Nurses' behaviors and visual scanning patterns may reduce patient identification errors.

Jenna L Marquard1, Philip L Henneman, Ze He

  • 1College of Engineering, 120G Marston Hall, University of Massachusetts, 160 Governors Drive, Amherst, MA 01003-2210, USA.jlmarquard@ecs.umass.edu

Journal of Experimental Psychology. Applied
|September 28, 2011
PubMed
Summary
This summary is machine-generated.

Nurses who successfully identified patient identification errors completed medication tasks efficiently and scanned information across multiple sources.
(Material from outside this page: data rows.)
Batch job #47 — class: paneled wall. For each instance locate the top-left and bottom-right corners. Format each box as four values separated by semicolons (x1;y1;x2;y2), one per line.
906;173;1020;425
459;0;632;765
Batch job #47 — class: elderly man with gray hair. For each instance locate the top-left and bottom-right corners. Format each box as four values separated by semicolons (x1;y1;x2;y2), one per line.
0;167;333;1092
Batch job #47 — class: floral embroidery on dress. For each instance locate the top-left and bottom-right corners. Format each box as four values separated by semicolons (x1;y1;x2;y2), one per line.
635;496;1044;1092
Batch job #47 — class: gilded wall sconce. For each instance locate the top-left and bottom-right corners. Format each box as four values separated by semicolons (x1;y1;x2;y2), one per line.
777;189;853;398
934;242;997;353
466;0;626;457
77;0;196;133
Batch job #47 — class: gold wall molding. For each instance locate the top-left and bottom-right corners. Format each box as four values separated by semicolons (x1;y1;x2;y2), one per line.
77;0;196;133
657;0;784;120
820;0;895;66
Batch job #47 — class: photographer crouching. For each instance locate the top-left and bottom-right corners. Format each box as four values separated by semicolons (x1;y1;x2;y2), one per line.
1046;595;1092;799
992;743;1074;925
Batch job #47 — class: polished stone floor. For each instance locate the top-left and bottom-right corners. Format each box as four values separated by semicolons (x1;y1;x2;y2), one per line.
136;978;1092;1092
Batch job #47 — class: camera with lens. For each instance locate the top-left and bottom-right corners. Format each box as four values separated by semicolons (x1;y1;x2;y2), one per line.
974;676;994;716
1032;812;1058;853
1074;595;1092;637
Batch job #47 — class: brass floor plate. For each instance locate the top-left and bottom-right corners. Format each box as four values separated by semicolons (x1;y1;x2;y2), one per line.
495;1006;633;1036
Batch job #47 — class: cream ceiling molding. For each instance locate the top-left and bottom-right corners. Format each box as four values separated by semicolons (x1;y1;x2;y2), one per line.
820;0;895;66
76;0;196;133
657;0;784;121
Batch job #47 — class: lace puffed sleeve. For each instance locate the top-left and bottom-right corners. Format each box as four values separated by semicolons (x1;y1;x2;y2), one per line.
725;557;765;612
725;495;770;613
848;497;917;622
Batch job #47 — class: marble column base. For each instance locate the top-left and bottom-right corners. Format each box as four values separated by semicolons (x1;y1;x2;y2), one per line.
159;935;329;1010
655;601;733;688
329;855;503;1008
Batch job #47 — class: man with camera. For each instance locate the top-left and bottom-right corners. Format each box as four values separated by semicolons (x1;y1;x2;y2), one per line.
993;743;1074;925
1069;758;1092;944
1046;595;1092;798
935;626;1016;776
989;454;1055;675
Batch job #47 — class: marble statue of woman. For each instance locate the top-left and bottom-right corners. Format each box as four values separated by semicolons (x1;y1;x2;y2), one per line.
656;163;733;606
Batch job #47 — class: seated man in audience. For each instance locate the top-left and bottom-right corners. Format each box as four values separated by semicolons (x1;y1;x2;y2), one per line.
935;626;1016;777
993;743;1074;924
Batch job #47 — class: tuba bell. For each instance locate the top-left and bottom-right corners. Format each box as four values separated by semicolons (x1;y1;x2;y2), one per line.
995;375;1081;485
Those who missed errors engaged in more off-topic conversations and had less predictable scanning patterns.

Related Experiment Videos

Area of Science:

  • Nursing Practice
  • Patient Safety
  • Human Factors Engineering

Background:

  • Patient identification errors during medication administration pose significant risks.
  • Effective nurse behaviors and scanning patterns are crucial for preventing these errors.

Purpose of the Study:

  • To investigate how nurses' behaviors and visual scanning patterns impact their ability to detect patient identification errors.
  • To identify specific behavioral and visual cues associated with successful error identification.

Main Methods:

  • Twenty nurses participated in a simulated medication administration task with an embedded patient identification error.
  • Eye-tracking technology and behavioral analysis were used to record scanning patterns and process interruptions.

Main Results:

  • Nurses identifying errors completed tasks efficiently and exhibited broader scanning across patient ID band, chart, and medication labels.
  • Non-error-identifying nurses showed increased off-topic conversations and less consistent fixation patterns on key information sources.
  • Error-identifying nurses demonstrated more predictable eye fixation sequences compared to random patterns in non-error-identifying nurses.

Conclusions:

  • Nurse training should focus on developing systematic scanning behaviors and minimizing process interruptions.
  • Technological tools supporting nurses' medication administration process may benefit from design considerations informed by these findings.